Schools

LMSD Ceremony to Mark 50 Integrated Years

Community members will observe the anniversary of Ardmore Avenue School's closing this Thursday.

The following information comes from Lower Merion School District.

As the nation marks the 50th Anniversary of the March on Washington, the Lower Merion community is set to honor the anniversary of an important local chapter in civil rights history -- one that changed our schools forever. On September 12, we will gather to celebrate "The Moment of Integration: The 50th Anniversary of the Closing of the Ardmore Avenue School." The program begins at 9:30 AM with the dedication of an historical marker at the site of the Ardmore Avenue School at 75 Ardmore Avenue. Following the ceremony, participants will join a symbolic walk to Lower Merion High School where there will be a formal ceremony and several informational presentations.

The Ardmore Avenue School, built in the late 1800s, was one of the first elementary schools in the township. As the Civil Rights Movement grew in the 1960s, there was increasing concern that the school, which had fallen into disrepair, was both segregated and inferior to the other schools in the District. In August 1963, the Board of School Directors voted to close the school and reassigned its 223 mostly African-American students to four other elementary schools, marking the beginning of the true desegregation at the primary level in Lower Merion. At the time, there were only a handful of African American students in the District's other elementary schools. Most white students in Lower Merion did not attend schools with an African American peer until they arrived at junior high school.

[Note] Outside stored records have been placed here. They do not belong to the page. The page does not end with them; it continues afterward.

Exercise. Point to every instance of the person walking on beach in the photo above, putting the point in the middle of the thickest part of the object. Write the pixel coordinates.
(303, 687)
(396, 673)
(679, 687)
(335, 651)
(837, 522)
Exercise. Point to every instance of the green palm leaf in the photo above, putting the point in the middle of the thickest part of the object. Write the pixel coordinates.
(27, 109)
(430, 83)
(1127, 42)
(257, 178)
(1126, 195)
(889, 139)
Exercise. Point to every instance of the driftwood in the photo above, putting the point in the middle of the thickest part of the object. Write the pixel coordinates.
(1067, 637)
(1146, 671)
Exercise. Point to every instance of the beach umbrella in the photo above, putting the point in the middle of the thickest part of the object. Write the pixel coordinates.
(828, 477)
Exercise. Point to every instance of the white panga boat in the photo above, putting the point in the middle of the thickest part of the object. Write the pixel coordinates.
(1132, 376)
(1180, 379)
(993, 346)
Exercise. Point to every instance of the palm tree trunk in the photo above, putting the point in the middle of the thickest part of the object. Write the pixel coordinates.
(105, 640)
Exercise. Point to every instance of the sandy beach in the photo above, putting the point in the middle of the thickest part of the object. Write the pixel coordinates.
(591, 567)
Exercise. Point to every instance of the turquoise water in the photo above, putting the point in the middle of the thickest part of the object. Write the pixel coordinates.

Beginning last spring and continuing through summer, a large team of staff, students and alumni have met to coordinate activities, resources and events related to the Moment of Integration. Projects include a Harriton student's documentary film highlighting student life at the Ardmore Avenue School, a wall mural at LMHS depicting important moments in the local and national Civil Rights Movement, an oral history video compilation, a series of stories for school newspapers, a virtual history museum for the District website, even a student-written play based on the events of 1963. Many of these efforts will be on display during the September 12 celebration.